Chereads / Mencintai Setengah Hati / Chapter 6 - Pepet terus tanpa cela.

Chapter 6 - Pepet terus tanpa cela.

Seminggu berlalu dari kejadian malam itu, Bang Tono masih berusaha mendekati Melodi, memberi perhatian extra dari biasanya. Namun Melodi memilih menghindar dan bicara seperlunya.

Tampak kawanan para serigala sering meraung mendapati Bang Tono dengan gigih mendekati Melodi. Bahkan tak sungkan nyinyir di depan Melodi. Melodi memilih diam dan menahan kekesalan. Tak ingin mencari keributan atau membela diri.

"Mel... Tuh satu kresek dari Bang Tono.

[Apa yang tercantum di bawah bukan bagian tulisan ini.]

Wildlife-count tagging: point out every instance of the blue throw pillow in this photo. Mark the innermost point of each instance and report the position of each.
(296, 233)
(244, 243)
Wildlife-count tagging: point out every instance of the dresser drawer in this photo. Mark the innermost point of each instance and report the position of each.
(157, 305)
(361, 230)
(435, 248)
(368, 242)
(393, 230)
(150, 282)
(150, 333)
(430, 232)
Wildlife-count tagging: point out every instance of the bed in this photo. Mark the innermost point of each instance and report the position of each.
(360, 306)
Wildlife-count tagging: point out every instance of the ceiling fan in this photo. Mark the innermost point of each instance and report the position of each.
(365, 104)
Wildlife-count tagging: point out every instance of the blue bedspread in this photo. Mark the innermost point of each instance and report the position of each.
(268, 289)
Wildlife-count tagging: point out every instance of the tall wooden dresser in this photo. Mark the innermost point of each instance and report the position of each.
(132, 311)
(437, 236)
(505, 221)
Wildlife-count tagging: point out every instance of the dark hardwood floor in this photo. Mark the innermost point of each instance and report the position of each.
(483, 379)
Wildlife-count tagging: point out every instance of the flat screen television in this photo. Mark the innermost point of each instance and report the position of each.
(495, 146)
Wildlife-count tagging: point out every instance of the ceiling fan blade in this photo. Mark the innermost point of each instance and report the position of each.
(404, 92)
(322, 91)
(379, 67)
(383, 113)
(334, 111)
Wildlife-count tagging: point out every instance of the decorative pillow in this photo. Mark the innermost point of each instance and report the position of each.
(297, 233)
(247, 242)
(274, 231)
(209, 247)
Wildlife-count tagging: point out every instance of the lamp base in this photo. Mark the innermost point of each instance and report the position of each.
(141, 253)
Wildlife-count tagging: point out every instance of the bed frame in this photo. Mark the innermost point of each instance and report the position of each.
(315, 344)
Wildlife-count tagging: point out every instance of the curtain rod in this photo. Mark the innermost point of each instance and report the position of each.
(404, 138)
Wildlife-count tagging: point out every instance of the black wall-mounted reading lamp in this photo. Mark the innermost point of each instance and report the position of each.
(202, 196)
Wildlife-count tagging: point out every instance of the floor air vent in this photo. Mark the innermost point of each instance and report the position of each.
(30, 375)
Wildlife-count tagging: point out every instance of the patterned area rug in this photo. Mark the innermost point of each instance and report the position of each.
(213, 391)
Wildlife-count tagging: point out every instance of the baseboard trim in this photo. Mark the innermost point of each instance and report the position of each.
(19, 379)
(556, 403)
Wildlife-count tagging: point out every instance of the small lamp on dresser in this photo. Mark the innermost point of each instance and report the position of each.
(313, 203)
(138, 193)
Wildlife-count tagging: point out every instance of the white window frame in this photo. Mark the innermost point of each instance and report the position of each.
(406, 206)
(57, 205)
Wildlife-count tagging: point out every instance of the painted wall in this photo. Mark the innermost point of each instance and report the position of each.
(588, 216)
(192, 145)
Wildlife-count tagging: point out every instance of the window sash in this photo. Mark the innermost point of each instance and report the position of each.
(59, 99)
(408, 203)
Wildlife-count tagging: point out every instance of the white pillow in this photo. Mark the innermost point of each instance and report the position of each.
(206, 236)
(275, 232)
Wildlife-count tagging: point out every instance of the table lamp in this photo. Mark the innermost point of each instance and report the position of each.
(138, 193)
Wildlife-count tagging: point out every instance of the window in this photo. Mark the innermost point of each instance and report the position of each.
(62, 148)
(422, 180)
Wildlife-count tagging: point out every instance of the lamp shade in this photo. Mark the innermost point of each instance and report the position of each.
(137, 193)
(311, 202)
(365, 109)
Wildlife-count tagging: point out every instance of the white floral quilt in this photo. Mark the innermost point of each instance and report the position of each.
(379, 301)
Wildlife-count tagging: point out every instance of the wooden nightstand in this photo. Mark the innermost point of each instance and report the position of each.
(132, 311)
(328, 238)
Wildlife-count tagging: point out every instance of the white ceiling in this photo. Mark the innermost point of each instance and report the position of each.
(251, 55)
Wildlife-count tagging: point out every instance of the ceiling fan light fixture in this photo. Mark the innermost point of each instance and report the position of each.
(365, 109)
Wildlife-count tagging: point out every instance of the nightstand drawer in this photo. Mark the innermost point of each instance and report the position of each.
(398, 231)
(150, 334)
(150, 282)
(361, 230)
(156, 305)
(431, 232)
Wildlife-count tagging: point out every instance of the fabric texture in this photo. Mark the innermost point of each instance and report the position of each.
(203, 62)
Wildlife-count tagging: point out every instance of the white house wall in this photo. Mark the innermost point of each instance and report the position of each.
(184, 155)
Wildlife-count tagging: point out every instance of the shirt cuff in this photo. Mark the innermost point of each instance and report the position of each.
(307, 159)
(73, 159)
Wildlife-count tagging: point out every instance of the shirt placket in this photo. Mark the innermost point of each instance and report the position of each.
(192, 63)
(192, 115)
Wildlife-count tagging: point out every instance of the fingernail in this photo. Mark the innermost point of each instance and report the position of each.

Tadi titip pas kamu ke belakang!" Mbak Citra menunjuk satu kresek putih berlogo ind*maret.

"Enak Melodi ya, dimana-mana ada pengagum rahasia. Cair terus..... " Sahut Mbak Sayu dari balik monitor mejanya.

"Ah! Biasa aja Mbak. Bang Tono mah baik sama siapa aja." Kata Melodi dengan megulas senyum yang dibuat biasa saja.

"Isinya apa'an Mbak? Buka dong!" Pinta Leli yang seketika meraih kresek yang tak jauh dari tangannya.

"Makan aja, namanya juga rejeki." Jawab Melodi tanpa memalingkan wajahnya dari monitor.

"Aku minta juga dong!" Seketika Mbak Sayu menghampiri berdiri di belakang kursi Leli.

Melodi tertawa dalam hati. Tak habis fikir dengan kawanan serigala ini. Setelah menghujat, tak segan untuk mendekat. Lantas membuatku semakin muak.

"Mel...." Sapa Mbak Denny yang melintas dan berdiri di depan meja Melodi.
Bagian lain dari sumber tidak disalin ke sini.